Yargıtay Hukuk Genel Kurulu 2001/1-67 Esas 2001/36 Karar Sayılı İlamı

Abaküs Yazılım
Hukuk Genel Kurulu
Esas No: 2001/1-67
Karar No: 2001/36

Yargıtay Hukuk Genel Kurulu 2001/1-67 Esas 2001/36 Karar Sayılı İlamı

Hukuk Genel Kurulu 2001/1-67 E., 2001/36 K.

Hukuk Genel Kurulu 2001/1-67 E., 2001/36 K.

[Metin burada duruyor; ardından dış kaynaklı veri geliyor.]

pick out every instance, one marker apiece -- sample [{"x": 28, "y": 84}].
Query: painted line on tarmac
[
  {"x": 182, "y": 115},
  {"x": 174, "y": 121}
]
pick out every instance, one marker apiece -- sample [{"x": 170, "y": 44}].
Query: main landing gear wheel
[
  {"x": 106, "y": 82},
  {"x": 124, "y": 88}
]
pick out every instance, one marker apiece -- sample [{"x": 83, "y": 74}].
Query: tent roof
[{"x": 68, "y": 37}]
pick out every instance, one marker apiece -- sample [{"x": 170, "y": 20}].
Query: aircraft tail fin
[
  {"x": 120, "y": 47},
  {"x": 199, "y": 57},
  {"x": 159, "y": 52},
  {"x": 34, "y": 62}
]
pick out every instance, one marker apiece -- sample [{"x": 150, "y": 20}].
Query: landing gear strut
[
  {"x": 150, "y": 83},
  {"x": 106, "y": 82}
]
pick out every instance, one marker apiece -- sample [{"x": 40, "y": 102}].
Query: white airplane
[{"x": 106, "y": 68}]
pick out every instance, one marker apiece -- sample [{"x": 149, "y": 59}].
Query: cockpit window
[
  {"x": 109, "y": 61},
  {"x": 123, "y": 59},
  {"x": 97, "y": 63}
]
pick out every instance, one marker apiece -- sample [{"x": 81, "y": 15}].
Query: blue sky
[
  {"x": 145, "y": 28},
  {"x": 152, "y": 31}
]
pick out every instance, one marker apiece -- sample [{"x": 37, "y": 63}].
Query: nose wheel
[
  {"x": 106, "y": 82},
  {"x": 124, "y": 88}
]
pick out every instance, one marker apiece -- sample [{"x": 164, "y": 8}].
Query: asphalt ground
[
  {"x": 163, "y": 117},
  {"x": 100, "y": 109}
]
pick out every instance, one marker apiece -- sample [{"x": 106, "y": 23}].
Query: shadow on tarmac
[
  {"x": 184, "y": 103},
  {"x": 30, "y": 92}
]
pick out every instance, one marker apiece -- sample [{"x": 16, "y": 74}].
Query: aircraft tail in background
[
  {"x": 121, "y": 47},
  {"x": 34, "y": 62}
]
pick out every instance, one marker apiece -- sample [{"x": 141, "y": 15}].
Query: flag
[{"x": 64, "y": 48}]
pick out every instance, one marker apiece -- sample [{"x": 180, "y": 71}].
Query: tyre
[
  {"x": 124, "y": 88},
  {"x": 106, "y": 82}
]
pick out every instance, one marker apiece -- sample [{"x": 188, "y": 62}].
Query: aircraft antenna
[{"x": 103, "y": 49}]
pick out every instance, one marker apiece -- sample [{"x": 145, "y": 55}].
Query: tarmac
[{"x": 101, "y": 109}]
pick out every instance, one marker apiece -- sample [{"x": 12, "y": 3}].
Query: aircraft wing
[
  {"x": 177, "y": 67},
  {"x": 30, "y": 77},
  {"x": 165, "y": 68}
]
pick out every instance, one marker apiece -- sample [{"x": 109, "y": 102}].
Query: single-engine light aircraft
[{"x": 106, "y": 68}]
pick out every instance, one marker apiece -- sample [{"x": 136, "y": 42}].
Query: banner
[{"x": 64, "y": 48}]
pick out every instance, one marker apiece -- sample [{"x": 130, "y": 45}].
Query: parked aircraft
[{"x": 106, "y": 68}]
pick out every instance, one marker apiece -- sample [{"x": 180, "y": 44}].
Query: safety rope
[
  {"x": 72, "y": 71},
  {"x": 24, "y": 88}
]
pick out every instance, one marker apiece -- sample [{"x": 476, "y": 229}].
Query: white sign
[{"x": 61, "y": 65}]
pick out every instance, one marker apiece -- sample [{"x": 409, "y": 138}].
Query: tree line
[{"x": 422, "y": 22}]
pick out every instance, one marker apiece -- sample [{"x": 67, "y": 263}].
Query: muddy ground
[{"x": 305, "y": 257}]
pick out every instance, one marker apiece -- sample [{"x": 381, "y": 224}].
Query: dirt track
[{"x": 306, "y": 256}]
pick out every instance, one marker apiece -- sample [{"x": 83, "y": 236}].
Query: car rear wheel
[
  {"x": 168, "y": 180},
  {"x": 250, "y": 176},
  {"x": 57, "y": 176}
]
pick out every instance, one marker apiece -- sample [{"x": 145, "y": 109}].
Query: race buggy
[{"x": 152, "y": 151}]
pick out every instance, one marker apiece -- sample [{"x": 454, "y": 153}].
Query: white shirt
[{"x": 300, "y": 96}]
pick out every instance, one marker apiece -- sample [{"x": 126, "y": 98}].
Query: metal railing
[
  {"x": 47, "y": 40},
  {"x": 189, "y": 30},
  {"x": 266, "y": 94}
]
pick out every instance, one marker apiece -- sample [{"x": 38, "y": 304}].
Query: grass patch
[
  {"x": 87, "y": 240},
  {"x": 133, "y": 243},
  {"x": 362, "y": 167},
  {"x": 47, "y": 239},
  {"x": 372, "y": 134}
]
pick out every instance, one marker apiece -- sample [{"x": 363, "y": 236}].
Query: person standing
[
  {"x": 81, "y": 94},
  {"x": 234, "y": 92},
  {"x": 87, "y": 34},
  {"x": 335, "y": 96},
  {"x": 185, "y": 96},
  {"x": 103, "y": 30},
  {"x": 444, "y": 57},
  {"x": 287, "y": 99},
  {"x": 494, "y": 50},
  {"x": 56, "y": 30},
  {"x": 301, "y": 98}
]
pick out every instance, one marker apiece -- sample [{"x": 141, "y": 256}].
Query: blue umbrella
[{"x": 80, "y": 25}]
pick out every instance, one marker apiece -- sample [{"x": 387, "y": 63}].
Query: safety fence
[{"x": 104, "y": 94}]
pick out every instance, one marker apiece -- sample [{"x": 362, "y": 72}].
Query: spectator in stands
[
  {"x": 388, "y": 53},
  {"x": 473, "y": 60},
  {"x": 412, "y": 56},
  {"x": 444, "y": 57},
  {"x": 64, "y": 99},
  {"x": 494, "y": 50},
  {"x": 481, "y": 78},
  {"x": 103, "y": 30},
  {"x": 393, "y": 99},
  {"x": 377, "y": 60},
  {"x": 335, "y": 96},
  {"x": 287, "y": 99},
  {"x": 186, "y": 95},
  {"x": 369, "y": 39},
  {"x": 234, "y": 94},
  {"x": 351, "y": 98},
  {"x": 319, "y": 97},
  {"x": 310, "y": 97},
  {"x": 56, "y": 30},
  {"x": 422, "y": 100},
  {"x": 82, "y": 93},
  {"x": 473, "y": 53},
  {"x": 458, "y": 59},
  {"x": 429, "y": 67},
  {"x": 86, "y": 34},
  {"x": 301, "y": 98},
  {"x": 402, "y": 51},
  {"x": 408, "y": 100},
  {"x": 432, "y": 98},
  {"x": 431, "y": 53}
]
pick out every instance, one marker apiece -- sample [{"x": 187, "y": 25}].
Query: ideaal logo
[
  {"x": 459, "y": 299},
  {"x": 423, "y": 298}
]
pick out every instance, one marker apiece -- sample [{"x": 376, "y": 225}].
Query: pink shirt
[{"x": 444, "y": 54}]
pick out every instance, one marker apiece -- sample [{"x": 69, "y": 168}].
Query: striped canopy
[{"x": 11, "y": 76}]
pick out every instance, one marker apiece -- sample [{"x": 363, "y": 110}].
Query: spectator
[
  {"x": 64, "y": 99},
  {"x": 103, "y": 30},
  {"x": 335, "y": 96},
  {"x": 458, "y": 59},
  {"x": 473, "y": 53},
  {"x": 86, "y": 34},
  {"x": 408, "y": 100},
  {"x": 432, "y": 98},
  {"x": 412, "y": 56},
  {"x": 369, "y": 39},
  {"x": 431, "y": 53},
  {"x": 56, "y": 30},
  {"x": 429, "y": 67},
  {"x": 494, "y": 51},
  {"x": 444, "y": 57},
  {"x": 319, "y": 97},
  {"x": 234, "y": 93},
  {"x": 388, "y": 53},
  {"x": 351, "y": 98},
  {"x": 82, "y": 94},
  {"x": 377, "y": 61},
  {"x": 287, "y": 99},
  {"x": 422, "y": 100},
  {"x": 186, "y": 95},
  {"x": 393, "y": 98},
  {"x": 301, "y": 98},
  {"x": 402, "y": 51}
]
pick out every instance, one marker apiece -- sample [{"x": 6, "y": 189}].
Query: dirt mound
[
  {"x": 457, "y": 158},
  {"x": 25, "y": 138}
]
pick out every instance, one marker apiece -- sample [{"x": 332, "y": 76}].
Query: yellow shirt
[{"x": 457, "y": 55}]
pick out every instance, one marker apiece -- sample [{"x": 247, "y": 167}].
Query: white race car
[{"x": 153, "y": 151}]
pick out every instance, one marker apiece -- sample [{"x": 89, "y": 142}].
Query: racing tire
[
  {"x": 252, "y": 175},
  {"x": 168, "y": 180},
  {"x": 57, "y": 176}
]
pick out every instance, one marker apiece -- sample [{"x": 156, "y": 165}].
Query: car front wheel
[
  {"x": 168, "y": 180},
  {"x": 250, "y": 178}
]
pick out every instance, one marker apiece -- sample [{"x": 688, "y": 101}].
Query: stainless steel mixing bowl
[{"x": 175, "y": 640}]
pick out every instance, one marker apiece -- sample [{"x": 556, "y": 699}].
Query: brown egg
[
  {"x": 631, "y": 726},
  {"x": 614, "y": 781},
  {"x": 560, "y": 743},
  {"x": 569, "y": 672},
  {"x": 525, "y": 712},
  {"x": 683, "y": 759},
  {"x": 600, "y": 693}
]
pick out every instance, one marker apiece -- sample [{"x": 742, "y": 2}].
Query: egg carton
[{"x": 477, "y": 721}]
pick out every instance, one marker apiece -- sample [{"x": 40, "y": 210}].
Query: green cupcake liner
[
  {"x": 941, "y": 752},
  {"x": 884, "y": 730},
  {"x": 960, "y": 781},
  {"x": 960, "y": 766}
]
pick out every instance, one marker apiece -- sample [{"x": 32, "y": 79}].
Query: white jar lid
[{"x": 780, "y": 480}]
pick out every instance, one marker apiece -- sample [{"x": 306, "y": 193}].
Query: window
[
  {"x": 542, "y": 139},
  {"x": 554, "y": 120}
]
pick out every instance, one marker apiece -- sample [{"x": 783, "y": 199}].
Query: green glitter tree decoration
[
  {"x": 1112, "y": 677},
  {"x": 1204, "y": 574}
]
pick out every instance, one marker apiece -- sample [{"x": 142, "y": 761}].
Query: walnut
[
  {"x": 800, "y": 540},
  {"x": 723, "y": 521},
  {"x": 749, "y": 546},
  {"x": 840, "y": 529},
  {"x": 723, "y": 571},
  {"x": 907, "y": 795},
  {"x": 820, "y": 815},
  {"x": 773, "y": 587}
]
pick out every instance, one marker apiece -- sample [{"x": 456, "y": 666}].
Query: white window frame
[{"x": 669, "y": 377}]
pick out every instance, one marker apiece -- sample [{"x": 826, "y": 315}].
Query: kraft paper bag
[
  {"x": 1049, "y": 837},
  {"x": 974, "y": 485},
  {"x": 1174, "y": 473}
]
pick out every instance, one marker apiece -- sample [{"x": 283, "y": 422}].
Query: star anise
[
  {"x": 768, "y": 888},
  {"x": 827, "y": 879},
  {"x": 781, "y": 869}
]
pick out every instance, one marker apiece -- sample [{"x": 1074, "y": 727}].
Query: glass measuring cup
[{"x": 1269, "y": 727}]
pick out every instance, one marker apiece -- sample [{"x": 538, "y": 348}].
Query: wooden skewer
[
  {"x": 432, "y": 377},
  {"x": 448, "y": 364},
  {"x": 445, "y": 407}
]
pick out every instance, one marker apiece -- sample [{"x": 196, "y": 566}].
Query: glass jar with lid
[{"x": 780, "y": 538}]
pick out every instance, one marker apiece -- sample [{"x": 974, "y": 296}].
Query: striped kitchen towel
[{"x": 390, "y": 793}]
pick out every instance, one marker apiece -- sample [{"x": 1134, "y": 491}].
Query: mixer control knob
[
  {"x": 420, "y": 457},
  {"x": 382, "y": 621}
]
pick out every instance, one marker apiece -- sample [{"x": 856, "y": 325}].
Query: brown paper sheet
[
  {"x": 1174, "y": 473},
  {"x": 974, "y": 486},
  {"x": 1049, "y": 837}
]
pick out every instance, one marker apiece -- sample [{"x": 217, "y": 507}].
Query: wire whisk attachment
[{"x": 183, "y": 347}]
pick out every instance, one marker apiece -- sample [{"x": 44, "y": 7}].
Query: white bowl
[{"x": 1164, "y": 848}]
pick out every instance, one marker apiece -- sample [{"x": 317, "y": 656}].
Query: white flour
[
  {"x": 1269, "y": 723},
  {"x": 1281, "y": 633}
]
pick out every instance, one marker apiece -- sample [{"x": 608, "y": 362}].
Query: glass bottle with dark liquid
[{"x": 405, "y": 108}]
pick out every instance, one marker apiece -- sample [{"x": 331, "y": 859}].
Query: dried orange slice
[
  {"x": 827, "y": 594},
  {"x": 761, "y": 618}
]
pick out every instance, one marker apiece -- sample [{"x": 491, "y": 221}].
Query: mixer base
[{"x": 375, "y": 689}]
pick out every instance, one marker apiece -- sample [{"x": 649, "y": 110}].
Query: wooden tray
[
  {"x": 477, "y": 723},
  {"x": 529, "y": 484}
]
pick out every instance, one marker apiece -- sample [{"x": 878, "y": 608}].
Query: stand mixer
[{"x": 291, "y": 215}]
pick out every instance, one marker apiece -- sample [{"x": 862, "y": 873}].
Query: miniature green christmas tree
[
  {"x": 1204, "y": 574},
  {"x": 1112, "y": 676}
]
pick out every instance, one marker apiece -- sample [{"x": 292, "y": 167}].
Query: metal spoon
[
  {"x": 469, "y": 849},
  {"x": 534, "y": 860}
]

  • ANAYASA MAHKEMESİ KARARLARI
  • ELATMANIN ÖNLENMESİ
  • İŞGAL TAZMİNATI
  • KİRA SÖZLEŞMESİ
  • 2709 S. 1982 ANAYASASI [ Madde 153 ]
  • "İçtihat Metni"

    Taraflar arasındaki " elatmanın önlenmesi ve işgal tazminatı" davasından dolayı yapılan yargılama sonunda; İstanbul Asliye 7. Hukuk Mahkemesi"nce davanın reddine dair verilen 28.12.1999 gün ve 1999/331 E.-1999/635 K. sayılı kararın incelenmesi davacı vekili tarafından istenilmesi üzerine, Yargıtay 1. Hukuk Dairesi"nin 12.4.2000 gün ve 2000/4254 E.-2000/4148 K. sayılı ilamiyle; (...Vakıf taşınmazlara ilişkin kira sözleşmelerine son vermek amacıyla Tabii Afetlerden Zarar Gören Taşınmazların Afet Öncesi Kiracılarına Kiracılık Hakkı Tanınması ve Devam etmekte Olan Kira Sözleşmelerinin Sona Erdirilmesi ile ilgili olarak 6570 sayılı Gayrimenkul Kiraları Hakkında Kanuna Ek Bir Geçici Madde Eklenmesine Dair 4331 sayılı Kanun 23.1.1998 tarihinde kabul edilip 27.1.1998 tarihli resmi gazetede yayınlanarak yürürlüğe konulmuştur.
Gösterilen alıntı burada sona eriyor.